Item #2224 [Manuscript Diary of Christiana S. Hunnewell Describing a 1905 European Excursion and a 1911 Trip to the Canadian and American West]. Women's Travel, Christiana Sargent Hunnewell.
[Manuscript Diary of Christiana S. Hunnewell Describing a 1905 European Excursion and a 1911 Trip to the Canadian and American West]
[Manuscript Diary of Christiana S. Hunnewell Describing a 1905 European Excursion and a 1911 Trip to the Canadian and American West]

[Manuscript Diary of Christiana S. Hunnewell Describing a 1905 European Excursion and a 1911 Trip to the Canadian and American West]

[Various locations: 1905; 1911]. [75], [59]pp. of closely-written manuscript in pencil and a few different inks. Contemporary commercially-produced black leather trifold pocket diary, with inner pocket, gilt titles on front cover reading, "My Trip Abroad." Minor edge wear and rubbing to covers. Internally clean. Very good. Item #2224

A manuscript travel diary kept by Christiana S. Hunnewell of Wellesley, Massachusetts, encapsulating journeys across both the European and North American continents. The first portion of the dairy, numbering seventy-five pages, are taken up with a trip to Europe in 1905 with her family. Hunnewell hailed from a very wealthy family and the group travels in style, hitting some of the more famous places in Europe, including Paris, Versailles, Lucerne, London, Munich, and the Italian Lakes region. She visits grand cathedrals, gardens, museums, and more along the way. The European trip lasts from July 10 to October 4, 1905. Following her last entry, Hunnewell takes a page to give her "General Impressions" of her European sojourn. She writes: "Europe is an amazingly interesting place & I long to see more of it. I splendidly well enjoyed the travelling. Certainly a most successful trip in every way - Nice a great favorite. Munich also & their picture galleries & the London National Museum I enjoyed most. Italian lakes lovely. London too sombre and melancholy. Paris the most fascinating place imaginable...."

The latter fifty-nine pages of the diary consist of her account of a trip out west in 1911, which took place from July 8 to August 28. Hunnewell and her companions travel with staff by Pullman car, steamship, and automobile to their various exotic locations.
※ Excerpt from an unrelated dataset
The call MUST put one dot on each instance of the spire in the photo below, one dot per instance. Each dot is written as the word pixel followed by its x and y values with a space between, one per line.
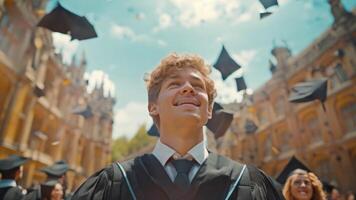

They proceed through the Great Lakes, passing through or briefly touring a number of major cities along the way, such as Buffalo, Cleveland, Detroit ("very fine city...great boulevards, and fine separate dwelling houses with lawns and gardens, thousands of motor factories..."), Mackinac Island, Duluth, St. Paul ("beautiful city - a fine capitol & dwelling houses on wooded broad avenue overlooking the City and Mississippi from a hill..."), and North Dakota. They then head to Canada and eventually Alaska through Calgary, the Canadian Rockies, Lake Louise, Mirror Lake, Lake Agnes ("Mexican saddles desperately uncomfortable"), Emerald Lake, Kicking Horse River, Burgess Pass, Vancouver, and Victoria, providing wonderful commentary on the scenery and people in the course of her movements. Hunnewell takes a steamship to Alaska in late July, where on July 28 she sees "our first sign of man in the shape of a deserted village which is an Indian Cemetery - each corpse being put in a house." The next day Hunnewell reaches Ketchikan ("an uninteresting dirty little town with a large salmon cannery which I visit...") and then heads for Metlakatla Island, "where Rev William Duncan brought the savage Indians (cannibals) to live a Christian life." She then travels to Sitka, Killisnoo Island, Skagway, and Wrangell. She and her companions shop, fish, visit glaciers, the Treadwell mines, and the fjord at Rudyard Bay, and more, with the entries accompanied by more of Hunewell's candid observations. After about ten days in Alaska, Hunnewell and her party head down the coast to California, visiting both Yellowstone and Yosemite. Among her activities in California, Hunnewell goes horseback riding in the parks and again gives good descriptions of the area. The diary ends abruptly on August 28 with three simple words: "Salt Lake City."

The diarist of the present work was most likely Christiana Sargent Hunnewell Bartlett (1887-1969), the daughter of noted Harvard and Paris-trained Boston architect Henry Sargent Hunnewell. Christiana lived mainly in Boston and Natick, the latter after marrying Nelson Slater Bartlett, Jr. in 1913. The couple raised five children, but not before Christiana experienced the thrill of continental Europe and the wilds of Alaska in her younger days, recorded here.